Current Date: 28 Sep, 2023

Protesters gather outside Cop27 to call for more action to save the planet

On Thursday, more than 100 activists staged a loud protest inside the venue of Egypt's UN climate summit, chanting slogans urging more action to save the planet.

The sister of Alaa Abdel Fattah, an Egyptian dissident, and current prisoner, was present at the demonstration but did not speak to the press or onlookers.

According to Sanaa Abdel Fattah, a lawyer for Abdel Fattah is still negotiating access to visit him in a prison north of Cairo. Many protest chants referenced her brother's recently released book; You Have Not Yet Been Defeated.

Protesters gather outside Cop27 to call for more action to save the planet

Ana Gabriela Celestial, a Filipina activist, speaks at a protest gathering to demand the release of imprisoned human rights and environmental activists worldwide during Cop27 in Sharm El Sheikh, Egypt.

The small protest came just hours before Abdel Fattah's lawyer announced that Egypt's state prosecutor had permitted him to visit the activist. He stated on Thursday afternoon that he was negotiating access with prison officials.


Egypt effectively banned protests for the majority of the last decade. We are allowing the protest to continue and honored Egypt's repeated pledges at the UN summit to allow peaceful demonstrations.

The protest occurred as the West increased diplomatic pressure on Egypt to release Abdel Fattah. Abdel Fattah, 40, a well-known participant in the 2011 uprising that resulted in longtime President Hosni Mubarak's resignation, began a partial hunger strike in April.

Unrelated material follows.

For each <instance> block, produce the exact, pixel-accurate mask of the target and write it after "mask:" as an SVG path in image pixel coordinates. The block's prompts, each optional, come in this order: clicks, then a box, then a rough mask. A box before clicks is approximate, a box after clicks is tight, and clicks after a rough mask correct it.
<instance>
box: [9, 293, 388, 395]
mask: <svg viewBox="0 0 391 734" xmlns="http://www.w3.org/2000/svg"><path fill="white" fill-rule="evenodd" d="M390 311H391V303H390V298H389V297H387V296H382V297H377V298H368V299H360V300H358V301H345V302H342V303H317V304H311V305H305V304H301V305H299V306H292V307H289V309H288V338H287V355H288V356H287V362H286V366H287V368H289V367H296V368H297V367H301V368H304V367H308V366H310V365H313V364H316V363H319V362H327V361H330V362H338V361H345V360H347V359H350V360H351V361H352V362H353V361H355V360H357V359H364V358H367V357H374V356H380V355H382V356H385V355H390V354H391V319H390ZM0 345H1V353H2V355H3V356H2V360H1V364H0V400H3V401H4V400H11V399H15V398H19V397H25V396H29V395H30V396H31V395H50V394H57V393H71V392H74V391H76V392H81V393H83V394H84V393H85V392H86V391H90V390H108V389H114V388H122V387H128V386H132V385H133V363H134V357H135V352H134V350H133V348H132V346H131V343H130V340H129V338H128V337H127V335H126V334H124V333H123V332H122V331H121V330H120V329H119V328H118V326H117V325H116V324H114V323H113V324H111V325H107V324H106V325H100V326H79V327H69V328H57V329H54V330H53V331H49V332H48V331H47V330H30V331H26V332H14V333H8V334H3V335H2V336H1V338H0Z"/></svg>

His family claims he refused liquids on Sunday and may have died. According to a statement released late Thursday by Egypt's general prosecution, Abdel Fattah underwent a comprehensive medical examination, including blood tests, and was found to be in good health and won't require hospitalization.

"This suggests that he is unlikely to be on a hunger strike," it said. Protesters on Thursday carried banners in English, French, Arabic, and Spanish that read, "No climate justice without human rights."

The majority of protesters wore white clothing and face masks. "The people united will never be defeated," they chanted as they raised their fists. The National covers the second day of the Cop27 climate summit in Egypt.

"We are here to lift the voices of all climate and human rights defenders," Gina Cortes Valderrama, a well-known Colombian activist, said. "We cannot forget the many, many, many people who have lost their voices," Ms. Valderrama, the rally's first speaker, said.

Sanaa Abdel Fattah has been discussing her brother's situation since arriving in Sharm El Sheikh, a Red Sea resort town where the UN meeting is taking place this week.

This year, Abdel Fattah and his sisters Sanaa and Mona received British citizenship because their mother, Laila Soueif, a mathematics professor, is a native of the nation.

Recently, the presidents of France, the United Kingdom, and Germany claimed to have spoken with Abdel Fattah El Sisi, the president of Egypt, in Sharm El Sheikh about the case and demanded his release.

According to a Facebook post, Abdel Fattah is incarcerated for five years for “spreading false news.” The sister of a jailed Egyptian-British activist hopes to exert pressure on the British Prime Minister at Cop27.

In response to a question about Abdel Fattah, Egyptian Foreign Minister Sameh Shoukry stated this week that the dissident was treated following prison regulations and the penal code.

According to him, Abdel Fattah has access to “all necessary care in prison.” The dissident's case was brought up during the UN summit, the minister claimed on Wednesday, to draw attention away from Egypt's "organizational achievement" as host.

Mr. El Sisi recently relaxed some of his anti-dissent laws after taking office in 2014. He has authorized the release of approximately 1,000 government critics who had been held in pre-trial detention and has called for a national dialogue on the country's political future.

He has allowed for measured criticism of his policies at a time when his country's economy is suffering due to the Russia-Ukraine conflict.